Omicidio Morganti, le motivazioni della sentenza: non volevano ucciderlo

ALATRI – Che nessuno volesse uccidere Emanuele Morganti nella notte tra il 24 ed il 25 marzo all’esterno del pub Mirò di Alatri lo ribadiscono ora i giudici della Corte d’Assise del Tribunale di Frosinone nelle motivazioni delle sentenza emessa, tra le immancabile polemiche, nel tardo pomeriggio del 26 luglio scorso. Il pestaggio del 21enne originario di Tecchiena ha avuto un esito sì tragico e nessuno avrebbe immaginato, pur assumendosi qualche rischio quando è iniziata la lite, quale sarebbe stato il suo epilogo.

La Corte, presieduta dal giudice Giuseppe Farinella, nelle 145 pagine della sentenza arriva ad una conclusione clamorosa: non è stato possibile definire l’autore l’ultimo colpo che ha provocato la morte di Emanuele da parte di quelli che i giudici chiamano “soggetti differenti. Al termine di un dibattimento, alla luce anche di molteplici deposizioni – alcune delle quali contradditorie le une con le altre in ragione dei momenti di osservazione – non è stato possibile identificare l’autore di quello che poteva essere il pugno letale. I giudici definiscono questa circostanza della dinamica omicidaria “non rilevante” in quanto Morganti era stato vittima di un insieme di violente percosse, in rapida successione temporale, che gli ha provocato un indebolimento progressivo già prima della sua caduta.

Contrariamente alla durissima requisitoria dell’ex procuratore capo della Procura di Frosinone Giuseppe De Falco e del sostituto procuratore Vittorio Misiti, la Corte d’Assise, derubricando come richiesto a più riprese dal nutrito ed agguerrito collegio difensivo il reato di omicidio volontario in omicidio preteretenzionale, aveva condannato a sedici anni di reclusione Michel Fortuna – la pena richiesta era stata addirittura l’ergastolo – Mario Castagnacci e Paolo Palmisani, nei confronti dei quali erano stati chiesti invece 28 e 26 anni di carcere.

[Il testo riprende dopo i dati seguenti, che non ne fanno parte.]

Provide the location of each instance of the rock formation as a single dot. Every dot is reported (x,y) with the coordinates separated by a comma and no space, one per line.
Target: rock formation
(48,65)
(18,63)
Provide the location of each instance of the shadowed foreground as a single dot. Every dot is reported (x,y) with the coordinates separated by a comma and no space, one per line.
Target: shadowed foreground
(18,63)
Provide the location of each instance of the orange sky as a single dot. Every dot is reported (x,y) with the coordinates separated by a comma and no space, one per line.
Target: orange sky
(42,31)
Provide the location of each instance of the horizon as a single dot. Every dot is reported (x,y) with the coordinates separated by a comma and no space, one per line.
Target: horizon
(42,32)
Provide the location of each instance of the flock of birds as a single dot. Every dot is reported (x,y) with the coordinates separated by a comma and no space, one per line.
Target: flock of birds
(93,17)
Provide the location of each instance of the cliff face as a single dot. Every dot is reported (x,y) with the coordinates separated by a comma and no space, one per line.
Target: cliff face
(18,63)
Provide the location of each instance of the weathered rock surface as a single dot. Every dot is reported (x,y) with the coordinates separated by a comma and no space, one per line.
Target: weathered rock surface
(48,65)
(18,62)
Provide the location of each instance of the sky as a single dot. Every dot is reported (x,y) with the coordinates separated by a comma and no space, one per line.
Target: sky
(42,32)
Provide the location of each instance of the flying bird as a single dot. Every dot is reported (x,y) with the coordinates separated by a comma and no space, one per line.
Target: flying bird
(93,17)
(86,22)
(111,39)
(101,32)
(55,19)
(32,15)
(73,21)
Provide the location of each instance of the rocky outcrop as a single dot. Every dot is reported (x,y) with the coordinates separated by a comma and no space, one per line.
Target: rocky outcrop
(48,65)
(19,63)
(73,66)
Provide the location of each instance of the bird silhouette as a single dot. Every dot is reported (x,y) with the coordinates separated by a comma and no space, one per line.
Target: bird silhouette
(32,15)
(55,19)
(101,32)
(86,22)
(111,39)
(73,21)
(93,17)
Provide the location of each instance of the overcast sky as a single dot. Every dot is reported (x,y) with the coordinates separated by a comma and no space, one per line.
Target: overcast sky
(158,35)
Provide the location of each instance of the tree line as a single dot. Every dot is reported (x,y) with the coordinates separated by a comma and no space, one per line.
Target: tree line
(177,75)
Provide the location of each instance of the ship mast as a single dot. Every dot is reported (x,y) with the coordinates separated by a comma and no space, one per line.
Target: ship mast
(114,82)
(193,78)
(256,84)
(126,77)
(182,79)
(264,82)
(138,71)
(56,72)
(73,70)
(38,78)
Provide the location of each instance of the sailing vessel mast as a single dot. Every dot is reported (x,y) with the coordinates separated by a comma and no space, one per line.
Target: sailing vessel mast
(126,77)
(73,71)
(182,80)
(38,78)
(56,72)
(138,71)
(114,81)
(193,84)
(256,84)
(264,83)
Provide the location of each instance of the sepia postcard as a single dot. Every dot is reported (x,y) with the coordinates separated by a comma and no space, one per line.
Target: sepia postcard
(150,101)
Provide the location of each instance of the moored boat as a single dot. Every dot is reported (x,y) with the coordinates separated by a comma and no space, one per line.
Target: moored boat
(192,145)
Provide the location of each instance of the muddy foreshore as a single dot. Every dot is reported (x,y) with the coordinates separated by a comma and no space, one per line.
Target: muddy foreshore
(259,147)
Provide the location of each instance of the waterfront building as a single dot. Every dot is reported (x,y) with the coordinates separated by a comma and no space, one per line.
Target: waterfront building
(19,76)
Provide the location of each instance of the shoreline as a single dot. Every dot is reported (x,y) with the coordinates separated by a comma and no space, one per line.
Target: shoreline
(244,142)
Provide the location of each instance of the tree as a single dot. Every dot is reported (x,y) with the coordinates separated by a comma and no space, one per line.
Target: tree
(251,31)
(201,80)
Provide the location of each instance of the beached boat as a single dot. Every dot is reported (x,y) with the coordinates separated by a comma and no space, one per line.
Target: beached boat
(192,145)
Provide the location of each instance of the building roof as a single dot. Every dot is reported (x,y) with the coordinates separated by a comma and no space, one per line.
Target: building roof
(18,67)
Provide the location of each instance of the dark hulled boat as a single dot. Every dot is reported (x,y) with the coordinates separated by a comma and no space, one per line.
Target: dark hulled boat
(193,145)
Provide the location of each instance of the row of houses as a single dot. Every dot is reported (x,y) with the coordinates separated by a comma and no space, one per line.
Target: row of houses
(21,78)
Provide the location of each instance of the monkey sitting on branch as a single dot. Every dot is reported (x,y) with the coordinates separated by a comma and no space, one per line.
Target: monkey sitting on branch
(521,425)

Le motivazioni della sentenza chiariscono, dopo sei mesi, anche perchè Franco Castagnacci è stato l’unico degli imputati ad essere stato assolto per non aver commesso il fatto. Se per lui la Procura di Frosinone aveva chiesto 25 anni di reclusione perchè considerato l’istigatore dell’omicidio, il Tribunale ha affermato il contrario recependo completamente, dopo ben 25 udienze, la linea difensiva del legale dell’uomo l’avvocato Marilena Colagiacomo: non ha avuto alcun intento aggressivo nei confronti di Emanuele e mai lo ha percosso o aggredito, anzi, in alcuni momenti ha perfino tentato di placare gli animi.

Il Giudice si è convinto che Franco Castagnacci ha bloccato Ceccani Gianmarco, l’amico di Emanuele, per motivi che nulla avevano a che vedere con l’intento di far aggredire Emanuele. Il Giudice ha ritenuto che Franco Castagnacci in nessun modo ha istigato o concorso con gli altri co-imputati, nella morte di Emanuele. Intanto scattano i 45 giorni entro i quali il nutrito collegio difensivo delle persone indagate – gli avvocati Angelo Bucci, Massimiliano Carbone, Giosuè Naso e Christian Alviani – potranno produrre ricorso in appello, istanza che molto probabilmente avanzerà la stessa Procura della Repubblica di Frosinone.